M. Loïc Bouvard a évoqué la réorganisation du Conseil de sécurité en demandant si le Ministre suggérait que l'Union européenne y détienne un siège, la France et la Grande-Bretagne devant alors abandonner leur siège de membre permanent.

Il a souligné que la France était favorable à l'Alliance atlantique, mais que celle-ci était déséquilibrée, avec d'un côté une hyperpuissance et de l'autre, un ensemble de pays qui se contentent de consacrer une faible part de PNB à leur budget de défense. Seule la Grande-Bretagne consent des efforts suffisants. Les Etats-Unis ne souhaitent pas une alliance avec deux piliers. Il a voulu connaître la position du Ministre sur l'augmentation du budget de la Défense.

Le Président Edouard Balladur a fait observer que, s'il était nécessaire pour l'Union européenne de parler d'une seule voix au Conseil de Sécurité, cela ne signifiait pas qu'elle n'y ait qu'une seule voix.

M. Jaap de Hoop Scheffer a reconnu qu'il était utopiste d'imaginer que l'Union européenne puisse détenir une seule voix au Conseil de Sécurité. L'Union européenne en tant que telle ne pourra pas y siéger, car cela impliquerait des changements structurels fondamentaux impossibles à réaliser. Pendant la crise irakienne, l'Union européenne n'existait pas en tant que telle au Conseil de Sécurité. Il a rappelé que la structure du Conseil de sécurité était fondée sur la division du monde des années cinquante et qu'il était impossible de la modifier. Pour autant, l'an prochain, l'Allemagne ne sera plus membre du Conseil de sécurité et l'Union européenne n'y sera représentée que par ses deux membres permanents, la France et la Grande-Bretagne. Il conviendra de préparer cette échéance. Est-on en mesure d'essayer de se mettre d'accord ? On peut avoir plusieurs sièges et parler d'une seule voix au Conseil de Sécurité, mais Londres et Paris sont-ils prêts à partager cela avec l'Union européenne ?
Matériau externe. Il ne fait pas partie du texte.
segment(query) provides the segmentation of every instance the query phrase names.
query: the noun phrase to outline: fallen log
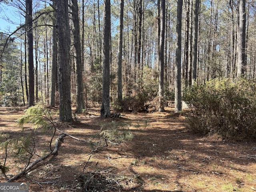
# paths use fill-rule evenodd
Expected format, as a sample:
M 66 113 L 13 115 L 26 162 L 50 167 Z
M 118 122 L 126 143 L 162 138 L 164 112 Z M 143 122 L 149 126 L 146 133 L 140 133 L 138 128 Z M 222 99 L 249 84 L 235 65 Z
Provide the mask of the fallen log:
M 23 171 L 22 171 L 19 174 L 15 175 L 10 178 L 9 178 L 7 182 L 12 182 L 13 181 L 15 181 L 16 179 L 20 177 L 21 176 L 26 174 L 28 171 L 32 169 L 34 167 L 34 166 L 35 166 L 39 162 L 41 162 L 41 161 L 47 159 L 49 156 L 52 155 L 54 155 L 56 153 L 57 153 L 58 149 L 58 146 L 60 142 L 61 141 L 61 140 L 66 136 L 66 135 L 64 134 L 63 134 L 60 136 L 55 140 L 55 145 L 54 145 L 54 147 L 53 148 L 53 150 L 52 150 L 52 151 L 51 152 L 48 153 L 44 156 L 43 156 L 43 157 L 42 157 L 41 158 L 34 161 L 33 163 L 32 163 L 31 164 L 30 164 Z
Il s'est déclaré très frustré par la période qui a précédé la guerre en Irak, pendant laquelle les Pays-Bas ont été contraints de choisir entre les Etats-Unis, la France et l'Allemagne. Il a déclaré ne pas souhaiter que se reproduise une telle situation, car il n'y a pas d'intégration possible en Europe sans la France et l'Allemagne.

Il a espéré que le nouveau Gouvernement qui sera nommé prochainement aux Pays-Bas augmenterait le budget de la Défense, car on ne peut continuer ainsi. L'Union européenne comme institution n'est pas prise au sérieux aux Etats-Unis en raison de la faiblesse des budgets de défense, alors qu'elle a été amenée à envoyer des troupes sans ces derniers.

Le Président Edouard Balladur s'est félicité de la qualité du débat qui a permis de mieux connaître l'état d'esprit de chacun. S'agissant de l'Europe de la défense et de l'Alliance atlantique, il a rappelé que l'état-major de l'Alliance comportait des puissances non européennes comme les Etats-Unis et le Canada. Or, il arrive que l'Union européenne se dote de missions propres comme en Macédoine, devrait-elle alors agir en vertu de directives de pays non européens ne participant pas à son action ? Pour la France, il est nécessaire que soit mise en place une organisation concernant l'Europe seulement. L'action des Etats-Unis et du Canada dans le monde n'est pas soumise à l'Alliance atlantique et à l'état-major dont font partie ces deux pays. Pourquoi un tel déséquilibre ? Il convient de régler ce problème car à défaut l'Union européenne sera toujours sous la tutelle des Etats-Unis.